Project
PHASE IV AI
School: School of Science and Technology
Overview
Privacy compliant health data as a service for AI development
Artificial intelligence (AI) enables data-driven innovations in health care. AI systems, which process vast amounts of data quickly and in detail, show promise both as a tool for preventive health care and clinical decision-making. However, the distributed storage and limited access to health data form a barrier to innovation, as developing trustworthy AI systems requires large datasets for training and validation. Furthermore, the availability of anonymous datasets would increase the adoption of AI-powered tools by supporting health technology assessments and education. Secure, privacy compliant data utilization is key for unlocking the full potential of AI and data analytics.
In this proposal, we will advance the current state-of-the-art data synthesis methods towards a more generalized approach of synthetic data generation. We will also develop metrics for testing and validation, as well as protocols that enable synthetic data generation without access to real-world data (through multi-party computation).
We aim to provide:
1) Improved methods and technical pipelines for privacy-preserving data synthesis including different data formats such as EHRs and medical images,
2) Easy to use and configurable data services to enable AI developers’ access to larger pools of decentralized de-identified data through multi-party computing,
3) Provide anonymous data on demand or from a (temporary) repository,
4) Establish a Data Market – facilitating data sharing and monetization incl. incentives-based provision of data to the services,
5) Integrate the data market and the data service ecosystem as a X-European health data hub in the European Health Data Space, and
6) Validate the results with real-world use-cases focusing on high impact diseases, cancer types in particular.
PHASE IV AI will provide and validate a comprehensive set of scientific, technological, and enabling results accessible as services. Beyond the mere aspects of research on beyond SotA technology, the accessibility and applicability of the technological results are key issues for competitiveness of the European Health industry and citizens, health care providers and health systems benefiting from a swift uptake of innovative health technologies and services. With the holistic approach of PHASE IV A ,researchers, innovators as well as the European health industry shall gain access to privacy compliant data and computation as a service in high quality facilitating decreased time-to-market for data-driven innovation increasing its competitiveness.
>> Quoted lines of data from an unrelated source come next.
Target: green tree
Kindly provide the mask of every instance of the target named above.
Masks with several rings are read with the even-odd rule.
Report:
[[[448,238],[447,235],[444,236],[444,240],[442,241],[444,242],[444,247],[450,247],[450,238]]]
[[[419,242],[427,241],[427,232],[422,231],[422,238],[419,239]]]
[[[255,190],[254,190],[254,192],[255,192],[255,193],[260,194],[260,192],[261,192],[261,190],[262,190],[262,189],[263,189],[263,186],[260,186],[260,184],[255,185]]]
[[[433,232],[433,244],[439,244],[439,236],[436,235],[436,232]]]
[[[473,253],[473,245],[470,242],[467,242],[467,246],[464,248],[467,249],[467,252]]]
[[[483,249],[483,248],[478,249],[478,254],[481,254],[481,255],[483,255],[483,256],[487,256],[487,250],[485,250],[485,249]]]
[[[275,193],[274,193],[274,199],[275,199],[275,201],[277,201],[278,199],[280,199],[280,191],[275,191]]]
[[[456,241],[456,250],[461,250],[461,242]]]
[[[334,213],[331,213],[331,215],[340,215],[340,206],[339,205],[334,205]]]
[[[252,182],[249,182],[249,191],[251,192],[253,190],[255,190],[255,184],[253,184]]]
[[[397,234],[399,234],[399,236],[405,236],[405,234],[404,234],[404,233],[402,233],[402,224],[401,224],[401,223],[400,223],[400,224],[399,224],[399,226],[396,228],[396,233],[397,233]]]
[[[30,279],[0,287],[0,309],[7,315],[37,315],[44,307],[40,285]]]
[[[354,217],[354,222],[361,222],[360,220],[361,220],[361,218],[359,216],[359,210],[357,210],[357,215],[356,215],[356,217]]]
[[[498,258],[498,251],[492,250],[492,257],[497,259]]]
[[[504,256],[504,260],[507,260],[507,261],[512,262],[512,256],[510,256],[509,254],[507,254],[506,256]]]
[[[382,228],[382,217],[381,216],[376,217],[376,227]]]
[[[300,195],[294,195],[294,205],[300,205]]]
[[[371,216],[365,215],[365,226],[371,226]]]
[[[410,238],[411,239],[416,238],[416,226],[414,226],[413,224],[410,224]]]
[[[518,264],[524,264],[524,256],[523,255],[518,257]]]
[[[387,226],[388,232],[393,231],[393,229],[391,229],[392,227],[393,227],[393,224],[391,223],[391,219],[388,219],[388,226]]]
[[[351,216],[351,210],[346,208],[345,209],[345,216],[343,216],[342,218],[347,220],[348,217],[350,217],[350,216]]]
Therefore, PHASE IV AI follows an agile integrated approach developing (1) data synthetization services (DaaS), (2) multi-party computation services (MaaS), and (3) a Health Data Hub. Underlying to these developments, innovative tools for in-situ data extraction, data management, e.g. filtering, cleansing, and joining, shall be utilized. The development of PHASE IV AI will setup upon clinical data environments across several European regions – Scandinavia, Central Europe, Western Europe, and the United Kingdom. This way a wide variety of data can be accessed as well as a broad validation of the developed tools and services along diverse work environments and professional user groups is ensured.
Objective 1 - To establish an integrated project workflow based on several development cycles, active reporting and efficient implementation.
Objective 2 - To generate privacy compliant, individual-level health data to support the development of innovative health technologies.
Objective 3 - To advance the conditions for the effective, cross-border utilization of real-world evidence through multi-party computation
Objective 4 - To facilitate the GDPR-compliant secondary use of health data, especially for industry-based research, development, and innovation
Objective 5 - To promote the uptake of breakthrough technologies through testing and validation in real-world use cases
Objective 6 - To develop practical data market solutions and concepts for the competitive and sustainable European health industry.
Specifically, the developments of the PHASE-IV-AI project will be validated in 3 real-life use cases in relevant high-impact diseases comprising (i) Lung Cancer, (ii) Prostate Cancer, and (iii) Ischemic Stroke. All three diseases are key topics of the European Health ecosystem. Lung Cancer as well as Prostate Cancer are among the top 3 priorities in tackling cancer, neurodegenerative diseases are one of the most relevant issues with the EU’s ageing population.